Why is the damping force proportional to $v$ and not $v^2$? We use (source)
$$
\Sigma F=ma=F_{spring}+F_{damp}
$$
for the forces acting on an object undergoing damped harmonic oscillation. We define 
$$
F_{damp}=\beta v
$$
where $\beta$ is the drag constant and $v$ is the velocity.
My question is why $F_{damp}$ is proportional to $v$ and not $v^2$ because if we have a damped pendulum, the damping force should relate to the air resistance (drag force) which is proportional to $v^2$:
$$
F_{drag}=\frac{1}{2} \rho C_D A v^2
$$
If we let $\beta = \frac{1}{2} \rho C_D A$, we get $F_{drag} = \beta v^2$
So why is the damping force proportional to $v$ and not $v^2$?
 A: At low velocity $v$ the flow of the fluid around the object is mostly laminar and the drag force a viscous response, which is proportional to $v$.
But at higher velocity, flow becomes turbulent and inertial forces acting on the flowing fluid have to be taken into account.

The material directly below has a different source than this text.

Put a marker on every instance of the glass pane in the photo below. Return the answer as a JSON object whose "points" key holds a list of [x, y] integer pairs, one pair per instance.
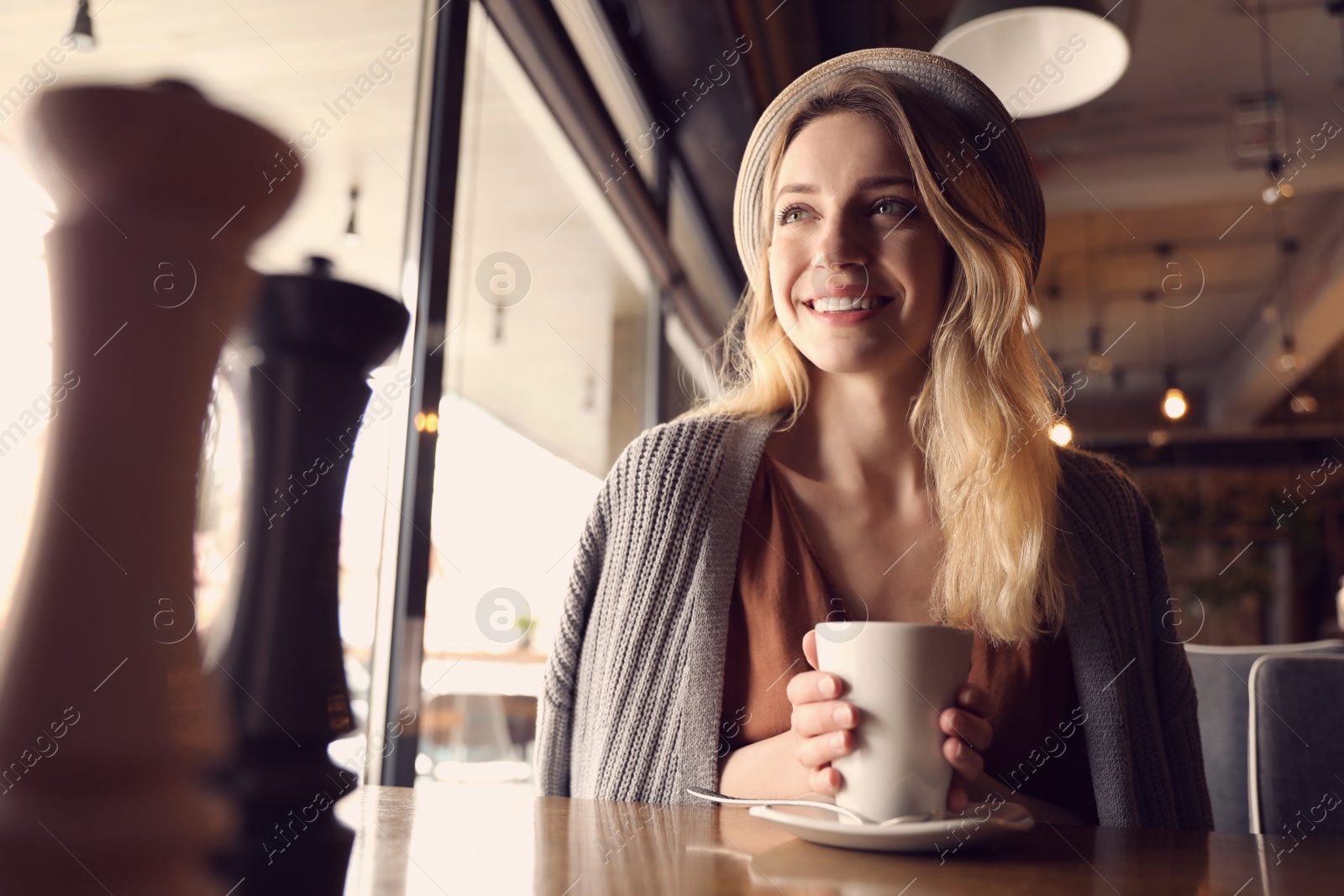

In those conditions the drag force becomes proportional to the square of $v$.
A: Damped harmonic oscillations are an extremely broad paradigm, and there are many physically dissimilar examples for which the force behaves in completely different ways as a function of velocity.


*

*In the standard Amontons-Coulomb model of friction, we have $F\propto v^0 \operatorname{sign}(v)$.

*In the case of viscous drag, we have $F\propto v^1$.

*For high velocities, we typically have, approximately, $F\propto v^2\operatorname{sign}(v)$.
The reason that people like to talk about $F\propto v^1$ is not physics, it's simply that the resulting solutions come out to have a simple analytic form. One way to see why the exponent 1 is mathematically special is that in this case, the equations of motion can be put in the form $x''+ax'+bx=0$ (the homogeneous case, i.e., free oscilations). Then we can take $x=e^{rt}$, where $r$ is a complex number, and the solutions correspond to values of $r$ that are roots of a quadratic.
A: This is discussed on the Wikipedia entry on Drag (emphasis theirs):

The equation for viscous resistance or linear drag is appropriate for objects or particles moving through a fluid at relatively slow speeds where there is no turbulence (i.e. low Reynolds number, $\displaystyle R_{e}<1$). Note that purely laminar flow only exists up to Re = 0.1 under this definition. In this case, the force of drag is approximately proportional to velocity, but opposite in direction. The equation for viscous resistance is:
  $$
\mathbf F=-b\mathbf v
$$

So because the author is assuming a laminar flow for the air around the oscillating mass, it uses the linear form (Stokes' limit) for drag.
Note also that the quadratic form requires a Reynolds number of $\gtrsim$1000 before it is valid (also depends on shape of moving object).
A: As pointed out by Gert and Kyle Kanos, for low velocities (as determined by the Reynolds number) the flow of air will be laminar. At high velocities the quadratic dependence comes about due to turbulence making the flow far away from the object independent of the flow in the immediate neighborhood of the object. One can then consider the change in momentum of the air flow that is intercepted by the object. Clearly the change in momentum if a given quantity of intercepted air is proportional to the velocity and the amount of intercepted air per unit time is also proportional to the velocity, therefore the friction force must be quadratic in the velocity.
At low velocities this reasoning becomes invalid, the flow of the air perturbed by the moving object is no longer local. One can show using the Navier Stokes equations that this leads to a linear dependence of the friction velocity on the velocity for small velocities (allowing one to ignore the $\vec{v}\cdot\vec{\nabla}\vec{v}$ term). However, this is only true for an object moving at a uniform velocity; precisely the long range effect of the moving object on the fluid will cause the friction force to depend on the entire history of the object's trajectory. The general formula for the friction force in the low velocity limit of a spherical object of radius $R$ moving at velocity $\vec{v}(t)$ is:
$$\vec{F}(t) = -2\pi\rho R^3\left[\frac{1}{3}\vec{a}(t) + \frac{3\nu \vec{v}(t)}{R^2} + \frac{3}{R}\sqrt{\frac{\nu}{\pi}}\int_{-\infty}^{t}\frac{\vec{a}(t')dt'}{\sqrt{t-t'}}\right]$$
where $\vec{a}(t)$ is the acceleration of the object, $\nu$ is the kinematic viscosity $\frac{\eta}{\rho}$ where $\eta$ is the  dynamic viscosity and $\rho$ is the density of the fluid. The second term in the brackets yields the familiar Stokes formula for the friction force. The first term is the effect of the inertia of fluid, if the object accelerates then part of the fluid will accelerate with it due to the no-slip boundary conditions. The last term yields the effect of the history of the object's motion on the friction force.